The srun documentation explicitly states: “If -c is specified without -n, as many tasks will be allocated per node as possible while satisfying the -c restriction. For instance on a cluster with 8 CPUs per node, a job request for 4 nodes and 3 CPUs per task may be allocated 3 or 6 CPUs per node (1 or 2 tasks per node) depending upon resource consumption by other jobs.” For this reason, it’s recommended to always specify -n <number-of-instances>, even if <number-of-instances> is equal to one (1).

Interactive shells

To get an interactive development shell on one of the nodes, users can issue the following command:

srun -p <node-type> -N <number-of-nodes> --pty /bin/bash -l

After the shell has been opened, users can run their HPX application. By default, it uses all available cores.
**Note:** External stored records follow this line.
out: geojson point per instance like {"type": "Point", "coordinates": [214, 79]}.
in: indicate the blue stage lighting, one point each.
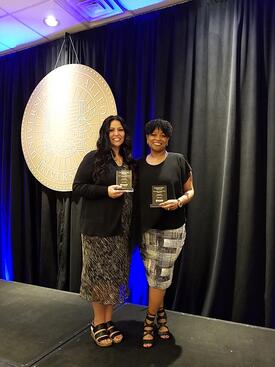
{"type": "Point", "coordinates": [134, 4]}
{"type": "Point", "coordinates": [5, 242]}
{"type": "Point", "coordinates": [137, 281]}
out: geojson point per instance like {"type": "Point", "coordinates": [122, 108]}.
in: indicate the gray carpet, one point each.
{"type": "Point", "coordinates": [50, 327]}
{"type": "Point", "coordinates": [36, 320]}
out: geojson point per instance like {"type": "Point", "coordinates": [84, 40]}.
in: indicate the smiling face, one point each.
{"type": "Point", "coordinates": [116, 134]}
{"type": "Point", "coordinates": [157, 141]}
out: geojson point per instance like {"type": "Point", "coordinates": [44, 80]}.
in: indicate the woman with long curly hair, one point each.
{"type": "Point", "coordinates": [105, 227]}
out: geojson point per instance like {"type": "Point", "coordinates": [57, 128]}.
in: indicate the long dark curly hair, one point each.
{"type": "Point", "coordinates": [104, 155]}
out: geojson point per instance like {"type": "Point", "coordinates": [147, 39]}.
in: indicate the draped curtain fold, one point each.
{"type": "Point", "coordinates": [209, 68]}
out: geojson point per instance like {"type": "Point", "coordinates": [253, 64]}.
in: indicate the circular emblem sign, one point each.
{"type": "Point", "coordinates": [61, 123]}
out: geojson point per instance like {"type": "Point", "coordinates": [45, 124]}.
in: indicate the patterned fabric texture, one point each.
{"type": "Point", "coordinates": [106, 262]}
{"type": "Point", "coordinates": [159, 251]}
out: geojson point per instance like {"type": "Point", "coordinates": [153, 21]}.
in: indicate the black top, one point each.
{"type": "Point", "coordinates": [100, 215]}
{"type": "Point", "coordinates": [173, 172]}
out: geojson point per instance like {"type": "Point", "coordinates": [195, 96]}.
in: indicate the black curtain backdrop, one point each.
{"type": "Point", "coordinates": [209, 68]}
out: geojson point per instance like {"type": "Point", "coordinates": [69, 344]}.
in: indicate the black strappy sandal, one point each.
{"type": "Point", "coordinates": [114, 332]}
{"type": "Point", "coordinates": [148, 329]}
{"type": "Point", "coordinates": [162, 323]}
{"type": "Point", "coordinates": [100, 333]}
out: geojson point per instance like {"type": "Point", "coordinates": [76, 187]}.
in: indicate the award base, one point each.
{"type": "Point", "coordinates": [155, 206]}
{"type": "Point", "coordinates": [127, 190]}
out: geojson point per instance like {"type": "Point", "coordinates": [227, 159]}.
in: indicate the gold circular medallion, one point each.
{"type": "Point", "coordinates": [61, 123]}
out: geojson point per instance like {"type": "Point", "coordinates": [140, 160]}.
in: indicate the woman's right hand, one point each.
{"type": "Point", "coordinates": [114, 191]}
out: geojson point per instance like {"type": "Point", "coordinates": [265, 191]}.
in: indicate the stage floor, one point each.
{"type": "Point", "coordinates": [49, 328]}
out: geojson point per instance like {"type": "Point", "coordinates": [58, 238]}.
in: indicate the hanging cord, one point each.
{"type": "Point", "coordinates": [67, 37]}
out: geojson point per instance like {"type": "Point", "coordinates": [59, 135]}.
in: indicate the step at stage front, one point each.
{"type": "Point", "coordinates": [50, 328]}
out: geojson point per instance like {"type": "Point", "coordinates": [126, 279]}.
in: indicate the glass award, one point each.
{"type": "Point", "coordinates": [124, 179]}
{"type": "Point", "coordinates": [159, 195]}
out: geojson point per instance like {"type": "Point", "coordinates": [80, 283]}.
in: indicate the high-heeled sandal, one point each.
{"type": "Point", "coordinates": [114, 332]}
{"type": "Point", "coordinates": [162, 324]}
{"type": "Point", "coordinates": [99, 333]}
{"type": "Point", "coordinates": [148, 329]}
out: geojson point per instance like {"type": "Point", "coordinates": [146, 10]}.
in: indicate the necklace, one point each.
{"type": "Point", "coordinates": [154, 160]}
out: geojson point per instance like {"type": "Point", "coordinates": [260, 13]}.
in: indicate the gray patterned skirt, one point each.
{"type": "Point", "coordinates": [159, 251]}
{"type": "Point", "coordinates": [106, 262]}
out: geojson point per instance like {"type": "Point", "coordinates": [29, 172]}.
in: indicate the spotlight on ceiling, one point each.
{"type": "Point", "coordinates": [51, 21]}
{"type": "Point", "coordinates": [133, 4]}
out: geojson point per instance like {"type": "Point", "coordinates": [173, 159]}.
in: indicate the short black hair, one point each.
{"type": "Point", "coordinates": [163, 125]}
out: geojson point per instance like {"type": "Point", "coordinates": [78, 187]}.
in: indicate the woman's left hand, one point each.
{"type": "Point", "coordinates": [171, 204]}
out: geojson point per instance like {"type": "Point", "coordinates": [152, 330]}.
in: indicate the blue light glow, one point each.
{"type": "Point", "coordinates": [137, 281]}
{"type": "Point", "coordinates": [5, 240]}
{"type": "Point", "coordinates": [134, 4]}
{"type": "Point", "coordinates": [13, 33]}
{"type": "Point", "coordinates": [3, 47]}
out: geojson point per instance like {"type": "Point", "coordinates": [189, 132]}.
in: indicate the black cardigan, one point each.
{"type": "Point", "coordinates": [100, 215]}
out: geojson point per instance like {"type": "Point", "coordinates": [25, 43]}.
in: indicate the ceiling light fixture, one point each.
{"type": "Point", "coordinates": [51, 21]}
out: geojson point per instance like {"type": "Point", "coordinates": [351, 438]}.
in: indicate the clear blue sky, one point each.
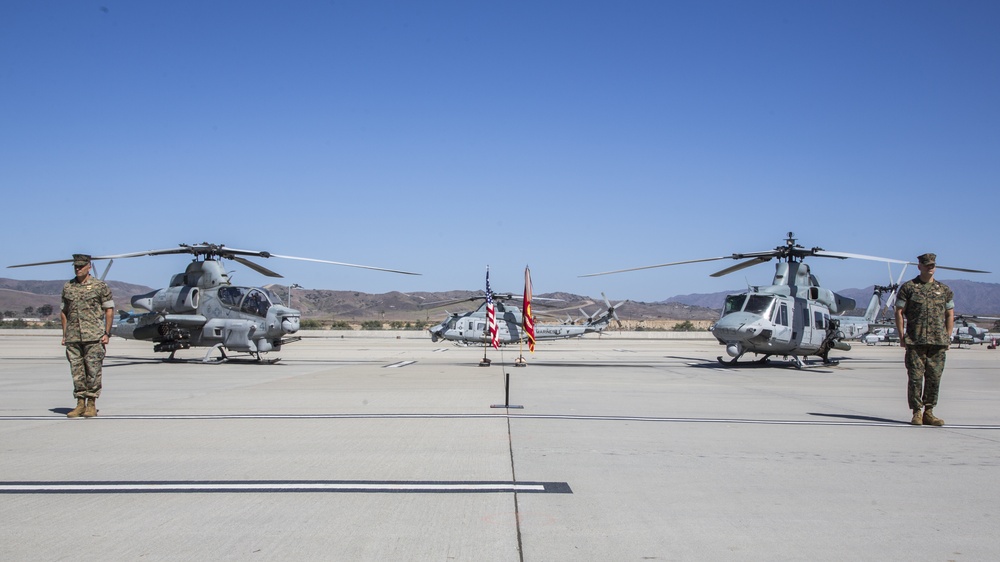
{"type": "Point", "coordinates": [442, 137]}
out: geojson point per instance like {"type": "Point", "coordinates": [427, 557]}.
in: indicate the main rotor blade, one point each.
{"type": "Point", "coordinates": [345, 264]}
{"type": "Point", "coordinates": [742, 265]}
{"type": "Point", "coordinates": [256, 267]}
{"type": "Point", "coordinates": [954, 268]}
{"type": "Point", "coordinates": [845, 255]}
{"type": "Point", "coordinates": [655, 266]}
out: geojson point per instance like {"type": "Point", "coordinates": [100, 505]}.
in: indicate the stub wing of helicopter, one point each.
{"type": "Point", "coordinates": [202, 308]}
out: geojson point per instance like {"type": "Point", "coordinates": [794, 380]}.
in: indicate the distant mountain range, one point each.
{"type": "Point", "coordinates": [971, 298]}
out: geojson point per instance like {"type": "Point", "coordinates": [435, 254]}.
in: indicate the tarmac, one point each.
{"type": "Point", "coordinates": [386, 446]}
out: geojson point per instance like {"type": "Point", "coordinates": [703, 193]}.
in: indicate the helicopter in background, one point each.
{"type": "Point", "coordinates": [202, 308]}
{"type": "Point", "coordinates": [968, 333]}
{"type": "Point", "coordinates": [793, 317]}
{"type": "Point", "coordinates": [469, 328]}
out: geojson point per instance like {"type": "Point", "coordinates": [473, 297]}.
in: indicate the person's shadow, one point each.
{"type": "Point", "coordinates": [859, 418]}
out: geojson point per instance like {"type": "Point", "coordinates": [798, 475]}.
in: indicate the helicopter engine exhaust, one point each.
{"type": "Point", "coordinates": [175, 300]}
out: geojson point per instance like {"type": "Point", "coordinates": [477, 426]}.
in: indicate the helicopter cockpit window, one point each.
{"type": "Point", "coordinates": [781, 317]}
{"type": "Point", "coordinates": [760, 304]}
{"type": "Point", "coordinates": [231, 296]}
{"type": "Point", "coordinates": [734, 303]}
{"type": "Point", "coordinates": [271, 296]}
{"type": "Point", "coordinates": [819, 320]}
{"type": "Point", "coordinates": [255, 303]}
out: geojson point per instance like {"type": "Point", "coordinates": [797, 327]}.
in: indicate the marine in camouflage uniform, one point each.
{"type": "Point", "coordinates": [86, 312]}
{"type": "Point", "coordinates": [928, 308]}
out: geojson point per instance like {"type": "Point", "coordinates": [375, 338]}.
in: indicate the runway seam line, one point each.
{"type": "Point", "coordinates": [282, 486]}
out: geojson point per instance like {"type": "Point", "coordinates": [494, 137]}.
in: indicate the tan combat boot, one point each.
{"type": "Point", "coordinates": [929, 418]}
{"type": "Point", "coordinates": [81, 404]}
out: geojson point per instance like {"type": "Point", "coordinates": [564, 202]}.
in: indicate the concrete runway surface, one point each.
{"type": "Point", "coordinates": [373, 447]}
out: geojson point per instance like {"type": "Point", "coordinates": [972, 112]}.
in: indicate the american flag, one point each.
{"type": "Point", "coordinates": [526, 319]}
{"type": "Point", "coordinates": [491, 313]}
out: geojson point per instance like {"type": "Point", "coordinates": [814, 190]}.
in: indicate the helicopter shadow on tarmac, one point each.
{"type": "Point", "coordinates": [702, 363]}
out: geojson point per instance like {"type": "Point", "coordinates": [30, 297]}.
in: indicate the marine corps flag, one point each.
{"type": "Point", "coordinates": [527, 320]}
{"type": "Point", "coordinates": [491, 314]}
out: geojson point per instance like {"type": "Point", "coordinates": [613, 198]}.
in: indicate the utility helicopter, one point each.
{"type": "Point", "coordinates": [968, 333]}
{"type": "Point", "coordinates": [469, 328]}
{"type": "Point", "coordinates": [793, 317]}
{"type": "Point", "coordinates": [202, 308]}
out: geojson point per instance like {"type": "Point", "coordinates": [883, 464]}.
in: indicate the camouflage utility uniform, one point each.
{"type": "Point", "coordinates": [84, 304]}
{"type": "Point", "coordinates": [925, 307]}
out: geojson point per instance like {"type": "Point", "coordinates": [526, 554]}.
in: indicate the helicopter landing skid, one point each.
{"type": "Point", "coordinates": [255, 357]}
{"type": "Point", "coordinates": [734, 362]}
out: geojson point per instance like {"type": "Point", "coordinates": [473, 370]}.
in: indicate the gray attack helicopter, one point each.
{"type": "Point", "coordinates": [202, 308]}
{"type": "Point", "coordinates": [794, 317]}
{"type": "Point", "coordinates": [469, 328]}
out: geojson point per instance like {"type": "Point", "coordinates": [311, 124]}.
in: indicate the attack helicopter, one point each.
{"type": "Point", "coordinates": [469, 328]}
{"type": "Point", "coordinates": [202, 308]}
{"type": "Point", "coordinates": [793, 317]}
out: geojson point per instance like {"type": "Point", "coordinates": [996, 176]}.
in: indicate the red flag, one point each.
{"type": "Point", "coordinates": [526, 319]}
{"type": "Point", "coordinates": [491, 314]}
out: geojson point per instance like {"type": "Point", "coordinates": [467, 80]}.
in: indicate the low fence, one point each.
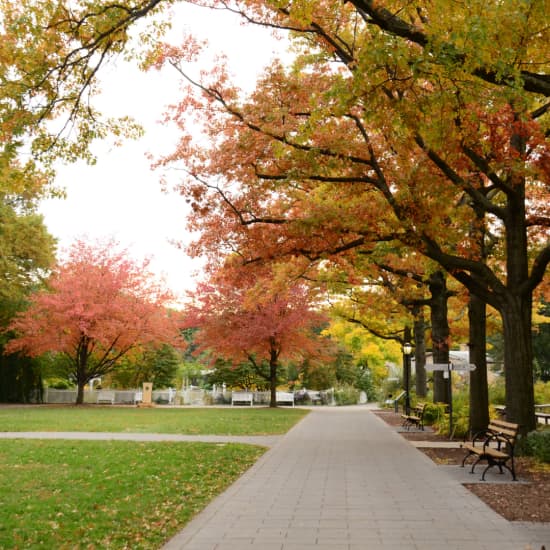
{"type": "Point", "coordinates": [119, 397]}
{"type": "Point", "coordinates": [170, 396]}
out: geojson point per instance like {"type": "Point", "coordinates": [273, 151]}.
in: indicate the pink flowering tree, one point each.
{"type": "Point", "coordinates": [99, 306]}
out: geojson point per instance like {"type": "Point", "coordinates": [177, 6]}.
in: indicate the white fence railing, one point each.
{"type": "Point", "coordinates": [189, 396]}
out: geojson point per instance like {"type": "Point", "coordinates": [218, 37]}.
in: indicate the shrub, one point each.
{"type": "Point", "coordinates": [542, 392]}
{"type": "Point", "coordinates": [59, 384]}
{"type": "Point", "coordinates": [346, 395]}
{"type": "Point", "coordinates": [537, 444]}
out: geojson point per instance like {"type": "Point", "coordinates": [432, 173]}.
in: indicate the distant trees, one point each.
{"type": "Point", "coordinates": [99, 306]}
{"type": "Point", "coordinates": [252, 317]}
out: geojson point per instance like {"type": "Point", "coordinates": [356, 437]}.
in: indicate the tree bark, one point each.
{"type": "Point", "coordinates": [440, 333]}
{"type": "Point", "coordinates": [518, 363]}
{"type": "Point", "coordinates": [273, 365]}
{"type": "Point", "coordinates": [479, 393]}
{"type": "Point", "coordinates": [419, 330]}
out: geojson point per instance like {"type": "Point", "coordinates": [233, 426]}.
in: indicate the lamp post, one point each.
{"type": "Point", "coordinates": [407, 350]}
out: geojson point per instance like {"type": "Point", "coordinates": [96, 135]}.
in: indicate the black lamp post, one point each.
{"type": "Point", "coordinates": [407, 350]}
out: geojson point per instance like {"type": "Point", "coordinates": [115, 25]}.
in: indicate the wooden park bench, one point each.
{"type": "Point", "coordinates": [106, 396]}
{"type": "Point", "coordinates": [242, 397]}
{"type": "Point", "coordinates": [285, 397]}
{"type": "Point", "coordinates": [494, 445]}
{"type": "Point", "coordinates": [416, 418]}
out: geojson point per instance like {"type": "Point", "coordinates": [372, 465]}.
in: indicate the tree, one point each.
{"type": "Point", "coordinates": [426, 96]}
{"type": "Point", "coordinates": [250, 316]}
{"type": "Point", "coordinates": [333, 148]}
{"type": "Point", "coordinates": [99, 306]}
{"type": "Point", "coordinates": [158, 365]}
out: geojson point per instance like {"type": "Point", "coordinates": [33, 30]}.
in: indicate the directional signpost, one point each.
{"type": "Point", "coordinates": [447, 368]}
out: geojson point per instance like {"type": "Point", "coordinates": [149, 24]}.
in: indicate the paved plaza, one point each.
{"type": "Point", "coordinates": [342, 479]}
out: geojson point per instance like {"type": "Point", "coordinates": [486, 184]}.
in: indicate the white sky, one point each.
{"type": "Point", "coordinates": [120, 196]}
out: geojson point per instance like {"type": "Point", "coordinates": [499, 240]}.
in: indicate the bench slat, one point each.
{"type": "Point", "coordinates": [499, 433]}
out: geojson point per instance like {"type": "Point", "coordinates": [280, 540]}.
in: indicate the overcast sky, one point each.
{"type": "Point", "coordinates": [120, 196]}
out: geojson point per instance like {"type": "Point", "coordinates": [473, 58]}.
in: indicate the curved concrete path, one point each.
{"type": "Point", "coordinates": [342, 479]}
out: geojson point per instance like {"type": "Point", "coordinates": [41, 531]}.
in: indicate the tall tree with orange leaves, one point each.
{"type": "Point", "coordinates": [99, 306]}
{"type": "Point", "coordinates": [252, 317]}
{"type": "Point", "coordinates": [380, 136]}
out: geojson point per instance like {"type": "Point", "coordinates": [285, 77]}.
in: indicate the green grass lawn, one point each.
{"type": "Point", "coordinates": [211, 421]}
{"type": "Point", "coordinates": [94, 495]}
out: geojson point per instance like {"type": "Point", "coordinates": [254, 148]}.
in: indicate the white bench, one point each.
{"type": "Point", "coordinates": [242, 397]}
{"type": "Point", "coordinates": [105, 396]}
{"type": "Point", "coordinates": [285, 398]}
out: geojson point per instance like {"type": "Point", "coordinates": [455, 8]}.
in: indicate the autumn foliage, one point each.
{"type": "Point", "coordinates": [246, 316]}
{"type": "Point", "coordinates": [99, 305]}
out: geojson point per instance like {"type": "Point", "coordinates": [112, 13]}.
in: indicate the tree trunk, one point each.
{"type": "Point", "coordinates": [80, 392]}
{"type": "Point", "coordinates": [479, 393]}
{"type": "Point", "coordinates": [419, 330]}
{"type": "Point", "coordinates": [516, 313]}
{"type": "Point", "coordinates": [407, 371]}
{"type": "Point", "coordinates": [440, 333]}
{"type": "Point", "coordinates": [273, 364]}
{"type": "Point", "coordinates": [518, 363]}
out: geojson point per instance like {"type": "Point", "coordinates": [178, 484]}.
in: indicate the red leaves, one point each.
{"type": "Point", "coordinates": [98, 299]}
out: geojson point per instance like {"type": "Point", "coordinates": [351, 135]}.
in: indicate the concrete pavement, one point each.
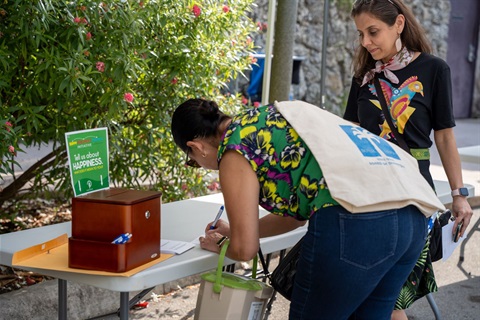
{"type": "Point", "coordinates": [458, 296]}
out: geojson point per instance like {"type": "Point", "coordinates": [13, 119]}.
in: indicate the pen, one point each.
{"type": "Point", "coordinates": [123, 238]}
{"type": "Point", "coordinates": [219, 214]}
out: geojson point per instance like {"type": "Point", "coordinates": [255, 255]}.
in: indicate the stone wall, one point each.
{"type": "Point", "coordinates": [342, 39]}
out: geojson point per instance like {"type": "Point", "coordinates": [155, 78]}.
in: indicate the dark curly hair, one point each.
{"type": "Point", "coordinates": [196, 118]}
{"type": "Point", "coordinates": [413, 35]}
Note that if you requested one node, you don’t need to do srun again. However, if you requested more than one node, and want to run your distributed application, you can use srun again to start up the distributed HPX application. It will use the resources that have been requested for the interactive shell.

Scheduling batch jobs

The above mentioned method of running HPX applications is fine for development purposes. The disadvantage that comes with srun is that it only returns once the application is finished. This might not be appropriate for longer-running applications (for example, benchmarks or larger scale simulations). In order to cope with that limitation, users can use the sbatch command.

The sbatch command expects a script that it can run once the requested resources are available. In order to request resources, users need to add #SBATCH comments in their script or provide the necessary parameters to sbatch directly. The parameters are the same as with run. The commands you need to execute are the same you would need to start your application as if you were in an interactive shell.